Tuesday, February 5, 2013

'One Billion Rising': stop clicking, start dancing!

'One Billion Rising' is a global campaign inviting men and women alike to rise and demand an end to violence against women across the world. The statistic provided is pretty shocking in today's world: one in three women on the planet will be raped or beaten in her lifetime. That is one billion women, hence the title of the campaign. The climax will be on the 14th of February when hopefully thousands of people around the world will 'rise' and stage flash mobs, dancing in the street. But there are many more events planned.

Purely from a communications point of view, there are similarities between this campaign and the Kony 2012 one that I have mentioned in this blog beforeOne Billion Rising has a very good website, clear and easy to navigate. The site has two main videos  - but there are many more if you think that a number of local/regional/national 'branches' have made their own- both very well done: the first is a moving short film highlighting the issue behind the whole campaign. Here it is:

And the second - below - is the music video of the song that will accompany the actions on the streets.

The messages are powerful and relatively simple.

But the similarities end here: the action (dancing and singing) is straightforward and legal, while the idea of the Kony 2012 organisers was to ask people to go out in the middle of the night and carpet bomb their city with flyers of Kony.  And there are two other main differences: firstly, the serious issue tackled in 'One Billion Rising' - as the name says - affects a much bigger number of people across the whole world; secondly, unlike the creator of Kony 2012 Jason Russell - who was totally unknown before the success of his campaign video - the brain behind 'One Billion Rising' is Eve Ensler and her organisation V-Day. Ensler wrote 'The Vagina Monologues' - a well known play on the subject of violence against women, played in theatres across the world; she has become an iconic figure standing up for women's rights. Thanks to her notoriety, and obviously the issue, the campaign has received the support of well-known female - and male - figures such as politicians, actors, singers and so on.  Here is my personal favourite - ok, I may have been slightly influenced by the fact that I have been a fan since I was 15, but still..

So, in theory, the 'rise' on the 14th of February has all the ingredients to be a huge success, but will it be? Will the issue, the flash mob idea, and the big campaign around it be enough to get people out of their chairs? Will they stop clicking and start dancing? I am quite confident that there will be a big response, definitely bigger than the Kony 2012 one, but the size of this response remains to be seen. I sincerely hope - as I did for Kony 2012 by the way - to be pleasantly surprised.

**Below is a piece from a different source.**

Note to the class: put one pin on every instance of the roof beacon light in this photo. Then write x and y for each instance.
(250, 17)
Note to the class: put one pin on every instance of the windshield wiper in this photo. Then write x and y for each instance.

Here in Brussels, as usual, the only institution that seems to pick up on trends and social issues outside the bubble, is the European Parliament: female - and one male for what I could see - MEP's have been dancing with umbrellas inside the Parliament - slightly ahead of the 14th, I guess to push people to participate on the day itself (or maybe because there was no way of getting everyone there dancing on St. Valentine? Stop the cynicism, Virginia!). The campaign website has inserted the European Commission in the list of organisations that 'are rising'. Great! Where? What? Why does the link in the list send me to the page on the fight against human trafficking - an important issue no doubt - where there is no reference or connection to the campaign? Why - as usual - is it that if you make a search on the site you cannot find anything? Can someone in the Commission please tell me how they are planning to rise? Thank you.